Investing in health care reform is not a gamble, the current system is going to bankrupt the country entirely unless it is changed. Broder must have his eyes closed to the current reality. Reform should have happened fifty years ago. It would be irresponsible for Obama not to follow through on a campaign promise at the top of his agenda during the campaign. Should an economic crisis be the reason not to do something? Not at all, health care is part of the crisis in the first place. The privatization of health care, encouraging profit-motivated corporations to run health care, a need that cannot be met efficiently with market methods, has been a dismal failure in many important ways. It has increased costs, it has failed to provide all Americans with coverage, it has resulted in one-third of what is paid for health care going to administrative costs and business profits. The so-called free market is not so free when it comes to health care. It's not a gamble to change it, it is a necessity.

I think Obama's strategy on funding health care reform first, creating a "reserve fund," before debating the messy details of a specific reform proposal, is absolutely brilliant. It says "we have to do this, we have to find a way to come to agreement." This is moral and political leadership of the kind we have not been seeing in the nasty politics of the last years, a nasty politics that hides the real motives of the gamblers to put the health of Americans up for sale to the highest bidder.

Broder likes to fancy himself as non-partisan, he sees both sides of the fence. But this means he fails to see how radical to the right Republicans have become, how much Republican leaders are committed not to civil debate but to cultural war, and in so doing these leaders have betrayed the interests of ordinary folks who have traditionally voted Republican, folks that need health care and homes and a chance to flourish in their lives.
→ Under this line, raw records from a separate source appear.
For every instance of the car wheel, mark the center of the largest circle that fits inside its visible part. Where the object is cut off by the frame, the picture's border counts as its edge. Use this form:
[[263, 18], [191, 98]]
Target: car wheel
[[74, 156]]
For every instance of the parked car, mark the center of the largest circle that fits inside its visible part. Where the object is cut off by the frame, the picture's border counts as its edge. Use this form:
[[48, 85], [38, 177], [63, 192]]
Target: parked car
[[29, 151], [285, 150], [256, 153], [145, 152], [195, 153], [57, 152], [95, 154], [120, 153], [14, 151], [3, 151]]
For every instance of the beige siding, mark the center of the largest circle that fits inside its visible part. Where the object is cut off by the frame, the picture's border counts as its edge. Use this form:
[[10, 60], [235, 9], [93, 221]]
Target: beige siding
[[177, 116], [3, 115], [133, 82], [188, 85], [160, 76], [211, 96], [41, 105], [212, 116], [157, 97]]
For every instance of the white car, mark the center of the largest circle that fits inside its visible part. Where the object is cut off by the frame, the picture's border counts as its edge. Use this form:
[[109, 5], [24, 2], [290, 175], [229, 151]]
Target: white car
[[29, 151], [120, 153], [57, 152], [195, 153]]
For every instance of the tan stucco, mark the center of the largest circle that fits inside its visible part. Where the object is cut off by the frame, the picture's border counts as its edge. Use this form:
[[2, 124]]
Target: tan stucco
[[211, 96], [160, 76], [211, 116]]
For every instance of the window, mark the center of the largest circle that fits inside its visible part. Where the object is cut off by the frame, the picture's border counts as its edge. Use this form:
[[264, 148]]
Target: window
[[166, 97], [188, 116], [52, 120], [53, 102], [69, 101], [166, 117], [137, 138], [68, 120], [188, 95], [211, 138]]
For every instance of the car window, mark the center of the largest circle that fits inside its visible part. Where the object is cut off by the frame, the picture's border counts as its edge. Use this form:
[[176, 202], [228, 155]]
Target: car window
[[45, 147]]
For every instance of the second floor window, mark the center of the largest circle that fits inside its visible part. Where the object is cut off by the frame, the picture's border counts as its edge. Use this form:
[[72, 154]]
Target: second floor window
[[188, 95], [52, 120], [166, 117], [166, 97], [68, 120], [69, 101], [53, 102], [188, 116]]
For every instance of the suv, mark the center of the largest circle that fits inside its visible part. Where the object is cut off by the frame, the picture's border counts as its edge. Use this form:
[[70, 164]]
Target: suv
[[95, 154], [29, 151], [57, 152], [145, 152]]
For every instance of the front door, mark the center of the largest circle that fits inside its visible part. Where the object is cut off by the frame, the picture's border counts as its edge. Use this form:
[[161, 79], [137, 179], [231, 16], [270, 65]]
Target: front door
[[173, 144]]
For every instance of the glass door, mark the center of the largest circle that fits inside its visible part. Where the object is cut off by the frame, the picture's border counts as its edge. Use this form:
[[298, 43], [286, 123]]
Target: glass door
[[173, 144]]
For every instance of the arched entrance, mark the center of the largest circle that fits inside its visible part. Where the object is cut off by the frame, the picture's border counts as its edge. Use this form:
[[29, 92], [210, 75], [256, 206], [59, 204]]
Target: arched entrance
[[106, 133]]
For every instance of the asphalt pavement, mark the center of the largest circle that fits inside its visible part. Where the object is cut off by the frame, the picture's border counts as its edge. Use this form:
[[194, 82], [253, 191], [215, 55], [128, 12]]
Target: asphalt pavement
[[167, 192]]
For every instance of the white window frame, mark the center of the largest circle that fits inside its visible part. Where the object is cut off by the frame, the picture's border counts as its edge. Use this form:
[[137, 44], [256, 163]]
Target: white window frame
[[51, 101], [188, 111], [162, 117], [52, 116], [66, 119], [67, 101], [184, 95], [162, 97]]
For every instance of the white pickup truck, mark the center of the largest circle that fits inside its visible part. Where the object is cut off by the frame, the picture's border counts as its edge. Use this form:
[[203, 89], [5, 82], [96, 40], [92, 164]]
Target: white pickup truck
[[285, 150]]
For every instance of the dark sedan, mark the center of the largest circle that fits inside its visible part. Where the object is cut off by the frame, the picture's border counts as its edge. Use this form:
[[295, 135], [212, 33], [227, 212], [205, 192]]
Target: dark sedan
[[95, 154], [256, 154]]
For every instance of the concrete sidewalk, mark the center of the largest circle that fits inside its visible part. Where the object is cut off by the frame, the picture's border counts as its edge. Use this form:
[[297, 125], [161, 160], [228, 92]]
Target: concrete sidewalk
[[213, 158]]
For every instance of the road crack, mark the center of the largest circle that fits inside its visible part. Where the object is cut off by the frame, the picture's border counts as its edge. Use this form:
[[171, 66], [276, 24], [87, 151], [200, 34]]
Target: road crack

These leaders totally failed at governing the country, that's why they were voted out in the last election.

Americans have had enough of a failed philosophy. When Republican leaders learn to talk in a civil manner, when they have some ideas worth listening to, then Broder can criticize Obama. In the meantime, he should realize that without a strong and smart government the country is at the mercy of huge corporate institutions who in their basic philosophy believe their only duty is to make money for themselves, no matter what happens for people who have to eat and travel and house themselves. When society is at the mercy of financial speculators and bankers and investors whose only interest is more money rather than the good of the country, then we can expect to happen what we have seen happen, a complete breakdown of the system causing fear and uncertainty and what may be growing civil unrest. The rich have been taking out of the system much more than they deserve for a very long time now, leaving too little for those trying to make ends meet by working two jobs trying to pay a mortgage, causing indebtedness for everyone. Everything is now maxed out by their gambling.

So it's not Obama that is the gamble. His proposals are solutions within the context of the rule of law, a quite conservative principle, his leadership can return the country to some sanity about what's important and helpful for everyone in the country. The idea of Republicans, that everyone will benefit if wealthy corporations are allowed to do whatever they want, which is just to get wealthier, is simply a lie. They have been gambling with the country too long and it is time for, as Obama has said, "a new era of responsibiity and cooperation."